The vision of those APCs under the palm trees came back to me this week as Israeli warplanes and artillery blasted Beirut back to the bad old days. The Israelis maintained that they were retaliating for the capture of two of their soldiers and the rocketing of Jewish homes by Hezbollah fighters from the sanctuary of southern Lebanon--and it's fair to question the ferocity of the Israeli response. But this latest episode dramatizes a larger truth about the Middle East that I only glimpsed three decades ago.

Every time, the Israelis are positioned to give back more Arab territory and move closer to accepting a Palestinian state next door, they are rescued by their Arab neighbors.

Since the Camp David accords, Israel has turned the Sinai back to Egypt, retreated once from Lebanon after the 1980 incursion, handed Gaza over to the Palestinians and was contemplating some West Bank withdrawals behind its new security fence in anticipation of a Palestinian state.
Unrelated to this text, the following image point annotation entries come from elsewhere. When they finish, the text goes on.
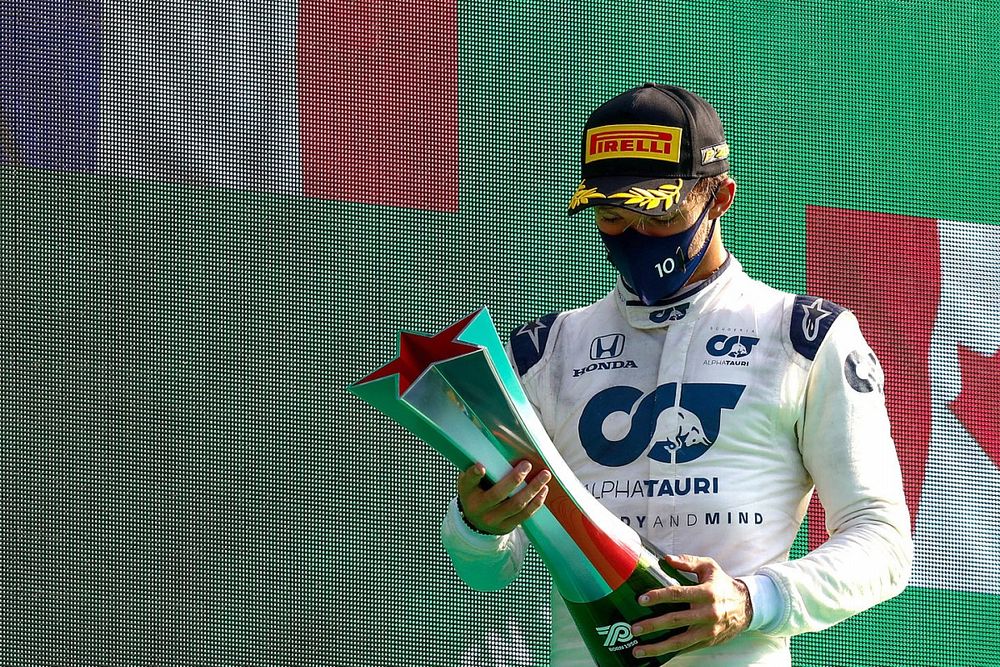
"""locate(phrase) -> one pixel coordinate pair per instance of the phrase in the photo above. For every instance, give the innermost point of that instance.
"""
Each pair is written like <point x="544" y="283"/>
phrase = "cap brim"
<point x="652" y="196"/>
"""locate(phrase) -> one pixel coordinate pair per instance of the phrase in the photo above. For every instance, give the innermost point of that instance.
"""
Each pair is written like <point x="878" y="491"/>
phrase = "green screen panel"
<point x="189" y="482"/>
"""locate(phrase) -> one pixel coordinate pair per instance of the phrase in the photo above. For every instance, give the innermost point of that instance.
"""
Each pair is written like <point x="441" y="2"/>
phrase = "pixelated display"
<point x="214" y="216"/>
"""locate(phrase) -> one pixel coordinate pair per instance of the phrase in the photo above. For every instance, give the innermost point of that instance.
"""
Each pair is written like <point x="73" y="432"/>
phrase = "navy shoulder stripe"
<point x="812" y="317"/>
<point x="527" y="343"/>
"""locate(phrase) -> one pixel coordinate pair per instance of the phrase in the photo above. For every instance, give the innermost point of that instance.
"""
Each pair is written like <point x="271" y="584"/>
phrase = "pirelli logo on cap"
<point x="652" y="142"/>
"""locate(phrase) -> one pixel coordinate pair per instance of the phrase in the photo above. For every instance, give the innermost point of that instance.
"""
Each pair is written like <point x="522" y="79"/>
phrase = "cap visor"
<point x="655" y="196"/>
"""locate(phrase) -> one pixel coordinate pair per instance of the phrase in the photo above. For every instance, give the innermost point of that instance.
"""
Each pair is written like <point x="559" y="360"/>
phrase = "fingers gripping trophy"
<point x="457" y="391"/>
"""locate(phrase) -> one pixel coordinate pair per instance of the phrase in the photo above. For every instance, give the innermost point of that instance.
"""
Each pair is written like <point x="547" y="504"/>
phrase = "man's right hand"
<point x="491" y="510"/>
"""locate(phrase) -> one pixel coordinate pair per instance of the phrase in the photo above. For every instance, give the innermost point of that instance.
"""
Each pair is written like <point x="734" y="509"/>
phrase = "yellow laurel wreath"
<point x="584" y="194"/>
<point x="666" y="195"/>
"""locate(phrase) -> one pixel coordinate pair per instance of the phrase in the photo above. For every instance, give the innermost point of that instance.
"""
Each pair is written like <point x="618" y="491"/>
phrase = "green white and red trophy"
<point x="457" y="391"/>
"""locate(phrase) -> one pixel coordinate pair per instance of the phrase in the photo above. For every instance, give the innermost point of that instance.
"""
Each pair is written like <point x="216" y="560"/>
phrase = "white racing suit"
<point x="705" y="424"/>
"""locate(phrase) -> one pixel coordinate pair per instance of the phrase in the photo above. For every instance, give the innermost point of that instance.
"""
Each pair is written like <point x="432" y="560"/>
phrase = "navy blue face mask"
<point x="655" y="267"/>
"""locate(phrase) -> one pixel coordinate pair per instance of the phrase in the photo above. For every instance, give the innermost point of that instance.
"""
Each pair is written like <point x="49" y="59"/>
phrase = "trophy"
<point x="457" y="391"/>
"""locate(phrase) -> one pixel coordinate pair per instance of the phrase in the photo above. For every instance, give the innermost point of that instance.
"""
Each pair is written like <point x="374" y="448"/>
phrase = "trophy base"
<point x="606" y="623"/>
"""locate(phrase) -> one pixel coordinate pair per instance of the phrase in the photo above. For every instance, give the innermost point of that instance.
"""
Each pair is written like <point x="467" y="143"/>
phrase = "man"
<point x="732" y="402"/>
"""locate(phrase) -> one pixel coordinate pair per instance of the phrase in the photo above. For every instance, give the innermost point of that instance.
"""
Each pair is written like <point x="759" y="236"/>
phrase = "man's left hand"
<point x="720" y="609"/>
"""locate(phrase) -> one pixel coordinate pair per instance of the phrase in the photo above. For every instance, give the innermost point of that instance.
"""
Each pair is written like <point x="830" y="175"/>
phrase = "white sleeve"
<point x="484" y="562"/>
<point x="847" y="448"/>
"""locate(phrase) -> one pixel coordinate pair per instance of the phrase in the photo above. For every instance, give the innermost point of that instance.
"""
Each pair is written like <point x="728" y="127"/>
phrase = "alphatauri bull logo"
<point x="673" y="424"/>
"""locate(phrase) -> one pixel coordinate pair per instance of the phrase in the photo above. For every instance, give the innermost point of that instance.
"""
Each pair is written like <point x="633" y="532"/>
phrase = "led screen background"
<point x="216" y="216"/>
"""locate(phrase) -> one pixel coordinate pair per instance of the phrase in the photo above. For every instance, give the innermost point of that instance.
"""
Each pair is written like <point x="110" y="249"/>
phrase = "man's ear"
<point x="723" y="198"/>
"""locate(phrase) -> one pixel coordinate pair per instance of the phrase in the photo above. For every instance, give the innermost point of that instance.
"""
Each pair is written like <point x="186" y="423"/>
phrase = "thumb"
<point x="469" y="479"/>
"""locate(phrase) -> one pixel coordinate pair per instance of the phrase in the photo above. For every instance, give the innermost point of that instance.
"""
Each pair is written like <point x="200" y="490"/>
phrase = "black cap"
<point x="647" y="148"/>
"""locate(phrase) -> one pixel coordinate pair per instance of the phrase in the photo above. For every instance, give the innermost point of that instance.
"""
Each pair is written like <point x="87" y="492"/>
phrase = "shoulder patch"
<point x="812" y="317"/>
<point x="527" y="342"/>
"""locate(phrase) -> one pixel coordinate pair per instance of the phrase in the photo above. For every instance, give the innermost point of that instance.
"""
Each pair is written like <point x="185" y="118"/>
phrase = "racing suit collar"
<point x="685" y="305"/>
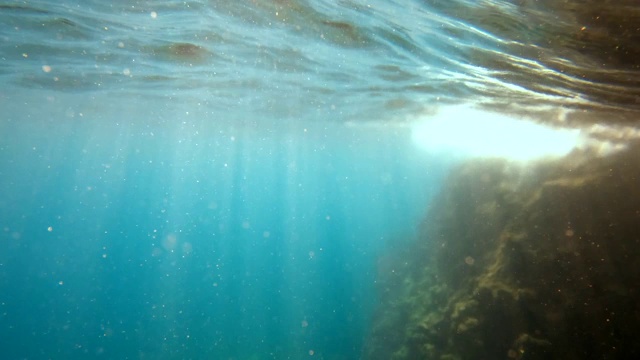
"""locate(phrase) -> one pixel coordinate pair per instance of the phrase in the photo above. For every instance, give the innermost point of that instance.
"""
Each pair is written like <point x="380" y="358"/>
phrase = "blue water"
<point x="216" y="179"/>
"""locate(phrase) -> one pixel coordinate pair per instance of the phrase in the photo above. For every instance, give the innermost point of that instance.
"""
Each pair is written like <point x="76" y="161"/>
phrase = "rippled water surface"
<point x="215" y="179"/>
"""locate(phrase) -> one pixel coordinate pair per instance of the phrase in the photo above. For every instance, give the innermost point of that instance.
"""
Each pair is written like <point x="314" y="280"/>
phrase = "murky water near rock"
<point x="215" y="179"/>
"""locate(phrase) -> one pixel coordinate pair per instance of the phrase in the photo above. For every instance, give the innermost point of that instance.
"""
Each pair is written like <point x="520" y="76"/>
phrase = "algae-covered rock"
<point x="514" y="262"/>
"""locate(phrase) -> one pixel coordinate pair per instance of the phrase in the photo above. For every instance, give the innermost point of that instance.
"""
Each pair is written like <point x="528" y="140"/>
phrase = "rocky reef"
<point x="514" y="262"/>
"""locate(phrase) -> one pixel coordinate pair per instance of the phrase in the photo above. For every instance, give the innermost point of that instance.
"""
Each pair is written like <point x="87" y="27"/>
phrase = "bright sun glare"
<point x="468" y="131"/>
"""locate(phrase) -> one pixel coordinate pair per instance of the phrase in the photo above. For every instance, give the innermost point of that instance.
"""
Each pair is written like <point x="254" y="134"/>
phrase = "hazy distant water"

But over that same period of time, Egyptian fanatics assassinated Anwar Sadat, the man who made peace with Israel; King Hussein of Jordan first made war on the PLO, then backed Iraq in Saddam Hussein's disastrous grab at Kuwait; Yasser Arafat waged two Intifadas against Israel; Hafez Assad of Syria was succeeded by his chinless bumbling son, Bashir, whose operatives likely assassinated the popular onetime prime minister of Lebanon; and now Arafat's successors are wrestling with the Hamas jihadi for control of the nascent Palestinian state.

These centrifugal forces churning the Arab world guarantee that some self-defeating adventure by its adversaries will inevitably rescue Israel from taking the last steps in any "roadmap" to settlement with its neighbors. And the jihadist hatred demonstrated time and again by Hamas and Hezbollah gives the Israelis persuasive evidence that they have no credible partners for peace.

It's always easy to condemn Israel for the deadly efficiency and aggressiveness of its military response to provocations from its enemies. But the truth is that Israel's secret weapon is the Arabs themselves.